Strengths: best-in-class cryptographic leakage properties (no equality leak if tokens are random per-insertion); clean audit surface (every reversal is a vault query).
Weaknesses: requires running a vault; latency on every re-identification; availability of the vault becomes a hard dependency.

Covered in detail on the PII redaction page, §5.

3. Pseudonymization

Replace the sensitive value with a deterministic derivative — a keyed HMAC, an FPE ciphertext, or an encrypted value — where reversal or linkage requires the key.

Deterministic HMAC: HMAC(key, plaintext). Same input → same output, so records can be joined. Reversal requires brute force over the plaintext domain, which is feasible for small domains (SSNs, email prefixes).
FPE: reversible with the key; preserves format. See the FPE page.
Encrypted value: AES-GCM with a tenant key; reversible only with KMS access.

import hmac, hashlib

def pseudonymize(plaintext: str, key: bytes, field: str) -> str:
    # Include the field name so "123" as SSN != "123" as account number.
    msg = f"{field}:{plaintext}".encode()
    return hmac.new(key, msg, hashlib.sha256).hexdigest()[:16]

4. Anonymization

Transform the data so that re-identification is infeasible for any party, including the data controller, under any reasonable set of resources. This is a much stronger claim than "we threw away the key." Under GDPR Recital 26, the test is whether identification is possible "by means reasonably likely to be used" by anyone — accounting for technical progress, available auxiliary data, and motivated adversaries.

Aggregation with differential privacy (DP page).
k-Anonymity with l-diversity / t-closeness (k-anonymity page) — but this is brittle against linkage attacks.
Synthetic data generated from a DP-trained model.

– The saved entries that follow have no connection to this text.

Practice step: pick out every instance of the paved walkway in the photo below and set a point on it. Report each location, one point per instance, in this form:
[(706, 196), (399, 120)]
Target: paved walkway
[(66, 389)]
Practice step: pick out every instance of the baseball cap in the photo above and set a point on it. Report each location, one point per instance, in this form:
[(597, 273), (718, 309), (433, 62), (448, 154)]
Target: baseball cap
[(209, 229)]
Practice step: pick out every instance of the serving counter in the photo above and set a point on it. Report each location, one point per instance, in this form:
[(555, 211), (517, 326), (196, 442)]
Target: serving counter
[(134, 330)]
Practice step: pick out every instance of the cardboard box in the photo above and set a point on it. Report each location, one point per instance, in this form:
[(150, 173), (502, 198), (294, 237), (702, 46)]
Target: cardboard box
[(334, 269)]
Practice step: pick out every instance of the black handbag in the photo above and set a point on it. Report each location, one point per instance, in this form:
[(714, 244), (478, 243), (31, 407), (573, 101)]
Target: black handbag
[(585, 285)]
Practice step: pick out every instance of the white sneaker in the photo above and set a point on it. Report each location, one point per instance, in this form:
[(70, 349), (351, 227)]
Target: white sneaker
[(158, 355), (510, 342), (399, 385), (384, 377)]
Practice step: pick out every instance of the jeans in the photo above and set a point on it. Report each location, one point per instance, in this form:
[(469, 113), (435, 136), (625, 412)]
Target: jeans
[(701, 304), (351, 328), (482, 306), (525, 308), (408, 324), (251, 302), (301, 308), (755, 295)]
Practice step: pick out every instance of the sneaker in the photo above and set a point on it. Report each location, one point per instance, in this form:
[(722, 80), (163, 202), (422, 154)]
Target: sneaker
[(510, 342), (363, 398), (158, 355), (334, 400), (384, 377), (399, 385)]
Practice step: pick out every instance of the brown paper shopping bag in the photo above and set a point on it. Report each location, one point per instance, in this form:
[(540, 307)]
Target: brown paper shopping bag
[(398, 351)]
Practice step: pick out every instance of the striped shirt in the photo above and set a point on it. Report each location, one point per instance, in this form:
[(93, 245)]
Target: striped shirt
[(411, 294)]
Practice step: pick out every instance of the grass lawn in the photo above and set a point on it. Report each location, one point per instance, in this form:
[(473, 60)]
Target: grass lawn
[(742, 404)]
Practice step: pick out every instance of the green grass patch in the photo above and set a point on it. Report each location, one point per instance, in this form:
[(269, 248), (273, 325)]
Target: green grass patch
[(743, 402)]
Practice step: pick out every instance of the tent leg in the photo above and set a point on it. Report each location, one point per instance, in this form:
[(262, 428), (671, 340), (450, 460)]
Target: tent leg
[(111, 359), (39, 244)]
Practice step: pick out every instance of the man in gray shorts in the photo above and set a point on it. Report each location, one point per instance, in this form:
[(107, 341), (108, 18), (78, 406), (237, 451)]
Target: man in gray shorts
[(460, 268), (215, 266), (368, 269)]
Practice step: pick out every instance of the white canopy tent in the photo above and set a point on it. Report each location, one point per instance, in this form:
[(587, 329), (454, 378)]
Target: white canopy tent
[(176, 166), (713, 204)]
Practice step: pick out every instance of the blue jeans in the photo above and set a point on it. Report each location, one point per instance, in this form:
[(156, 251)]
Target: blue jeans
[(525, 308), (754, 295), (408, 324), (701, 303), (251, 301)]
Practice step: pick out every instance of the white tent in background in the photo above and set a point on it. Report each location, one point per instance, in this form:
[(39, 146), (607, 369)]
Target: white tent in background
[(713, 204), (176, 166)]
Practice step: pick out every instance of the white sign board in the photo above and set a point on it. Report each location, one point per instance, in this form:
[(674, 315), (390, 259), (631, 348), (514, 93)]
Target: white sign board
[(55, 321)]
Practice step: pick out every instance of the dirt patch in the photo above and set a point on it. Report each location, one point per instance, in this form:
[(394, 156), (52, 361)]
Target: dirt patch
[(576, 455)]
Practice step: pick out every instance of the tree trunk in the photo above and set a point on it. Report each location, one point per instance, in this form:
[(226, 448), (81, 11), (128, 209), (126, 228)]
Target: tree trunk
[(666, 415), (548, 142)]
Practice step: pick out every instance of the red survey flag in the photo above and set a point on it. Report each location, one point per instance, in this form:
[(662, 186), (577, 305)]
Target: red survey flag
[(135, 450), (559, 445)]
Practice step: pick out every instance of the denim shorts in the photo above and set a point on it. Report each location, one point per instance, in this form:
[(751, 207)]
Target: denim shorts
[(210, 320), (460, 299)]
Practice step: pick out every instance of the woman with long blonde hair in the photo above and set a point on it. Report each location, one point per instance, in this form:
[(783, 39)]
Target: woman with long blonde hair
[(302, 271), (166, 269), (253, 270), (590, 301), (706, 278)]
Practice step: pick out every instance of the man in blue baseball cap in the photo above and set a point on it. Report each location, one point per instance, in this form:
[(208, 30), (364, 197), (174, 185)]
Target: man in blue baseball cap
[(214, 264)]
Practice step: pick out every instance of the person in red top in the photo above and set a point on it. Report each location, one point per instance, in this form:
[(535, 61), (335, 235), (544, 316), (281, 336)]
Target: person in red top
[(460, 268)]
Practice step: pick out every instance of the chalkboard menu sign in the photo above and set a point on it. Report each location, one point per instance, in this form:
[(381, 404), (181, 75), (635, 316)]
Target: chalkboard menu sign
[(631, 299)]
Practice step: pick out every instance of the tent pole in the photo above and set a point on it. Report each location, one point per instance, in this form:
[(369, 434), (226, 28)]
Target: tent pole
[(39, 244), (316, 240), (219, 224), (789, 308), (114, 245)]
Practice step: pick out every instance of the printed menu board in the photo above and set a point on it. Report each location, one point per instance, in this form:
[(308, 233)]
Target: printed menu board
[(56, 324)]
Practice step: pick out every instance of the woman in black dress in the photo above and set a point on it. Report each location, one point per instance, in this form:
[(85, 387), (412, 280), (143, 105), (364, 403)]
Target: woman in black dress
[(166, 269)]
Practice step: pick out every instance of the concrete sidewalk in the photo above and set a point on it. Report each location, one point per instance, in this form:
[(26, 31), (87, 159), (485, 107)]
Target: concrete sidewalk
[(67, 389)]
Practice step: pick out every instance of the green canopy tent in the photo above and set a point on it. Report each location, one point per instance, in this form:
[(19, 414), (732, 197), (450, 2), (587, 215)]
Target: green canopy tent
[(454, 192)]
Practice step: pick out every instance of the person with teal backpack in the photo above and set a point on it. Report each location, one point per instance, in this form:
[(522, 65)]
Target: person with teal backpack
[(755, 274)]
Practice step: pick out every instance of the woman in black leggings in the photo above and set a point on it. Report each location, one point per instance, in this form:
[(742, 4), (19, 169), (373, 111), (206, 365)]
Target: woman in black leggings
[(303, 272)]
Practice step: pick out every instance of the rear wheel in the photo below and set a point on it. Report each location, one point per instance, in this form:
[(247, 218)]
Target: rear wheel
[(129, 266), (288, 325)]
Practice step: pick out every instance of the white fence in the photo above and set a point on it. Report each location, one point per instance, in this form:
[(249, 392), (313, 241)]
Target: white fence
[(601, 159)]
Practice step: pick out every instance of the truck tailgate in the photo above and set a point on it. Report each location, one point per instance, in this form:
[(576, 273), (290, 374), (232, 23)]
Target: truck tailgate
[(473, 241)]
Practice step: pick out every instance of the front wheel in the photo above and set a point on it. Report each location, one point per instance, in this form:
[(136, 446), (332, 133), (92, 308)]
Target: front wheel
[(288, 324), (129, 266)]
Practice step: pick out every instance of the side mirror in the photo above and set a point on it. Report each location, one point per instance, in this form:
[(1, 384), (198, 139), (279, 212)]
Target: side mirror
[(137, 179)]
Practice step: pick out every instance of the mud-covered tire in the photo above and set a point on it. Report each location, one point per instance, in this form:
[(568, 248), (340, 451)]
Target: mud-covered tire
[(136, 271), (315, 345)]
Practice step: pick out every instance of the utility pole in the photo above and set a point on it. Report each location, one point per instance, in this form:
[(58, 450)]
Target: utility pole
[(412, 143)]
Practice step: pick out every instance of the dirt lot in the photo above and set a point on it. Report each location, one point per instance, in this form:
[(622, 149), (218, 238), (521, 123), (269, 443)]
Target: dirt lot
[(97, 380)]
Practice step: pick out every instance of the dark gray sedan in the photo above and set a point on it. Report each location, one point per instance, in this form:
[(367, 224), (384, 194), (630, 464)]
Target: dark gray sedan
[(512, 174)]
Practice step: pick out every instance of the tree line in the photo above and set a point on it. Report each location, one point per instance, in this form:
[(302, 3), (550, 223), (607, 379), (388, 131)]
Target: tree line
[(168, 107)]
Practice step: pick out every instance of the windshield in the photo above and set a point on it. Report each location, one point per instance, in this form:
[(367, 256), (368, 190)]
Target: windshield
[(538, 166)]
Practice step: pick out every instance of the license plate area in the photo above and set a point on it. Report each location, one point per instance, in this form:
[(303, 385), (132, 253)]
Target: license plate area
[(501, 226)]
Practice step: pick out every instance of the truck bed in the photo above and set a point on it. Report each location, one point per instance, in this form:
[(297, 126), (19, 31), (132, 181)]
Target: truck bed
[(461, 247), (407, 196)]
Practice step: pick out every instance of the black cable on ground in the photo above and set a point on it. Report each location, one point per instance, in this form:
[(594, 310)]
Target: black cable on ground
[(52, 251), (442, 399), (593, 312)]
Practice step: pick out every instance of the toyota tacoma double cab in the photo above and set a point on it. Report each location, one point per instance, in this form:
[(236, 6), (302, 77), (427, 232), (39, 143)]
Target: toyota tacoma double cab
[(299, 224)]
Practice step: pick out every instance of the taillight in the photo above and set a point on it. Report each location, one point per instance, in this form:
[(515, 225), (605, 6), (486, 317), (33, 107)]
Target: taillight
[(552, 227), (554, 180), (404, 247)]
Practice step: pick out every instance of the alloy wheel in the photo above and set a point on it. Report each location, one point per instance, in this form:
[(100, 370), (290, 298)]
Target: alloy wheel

If you hold the key, the dataset is not anonymized. Pseudonymization and key destruction can approach anonymization only if the key is truly destroyed and no quasi-identifier linkage remains.

Pseudonymized data is still personal data (GDPR Art. 4(5)). All GDPR obligations apply — lawful basis, data-subject rights, breach notification — but pseudonymization is recognized as a mitigating technical measure (Art. 32).
Truly anonymized data falls outside GDPR (Recital 26), but the bar is high. "Anonymized" datasets that can be re-identified by combining with other public data are not anonymized for GDPR purposes.
CCPA / CPRA uses similar logic: "deidentified" data must be supported by technical and organizational measures, contractual commitments not to re-identify, and published policies. HIPAA Safe Harbor and Expert Determination are the two recognized deidentification paths.

6. Choosing the Right One

Need reversal for authorized users? → Tokenization (preferred) or pseudonymization with KMS-wrapped keys.
Need joins across systems but no re-identification? → Pseudonymization with a deterministic HMAC and a carefully managed key.
Releasing aggregates to third parties? → Anonymization via DP.
Releasing row-level data to third parties? → Be skeptical. k-anonymity is often insufficient; consider synthetic data instead.
Unsure? Default to pseudonymization + strict access control. It preserves optionality without overclaiming on anonymization.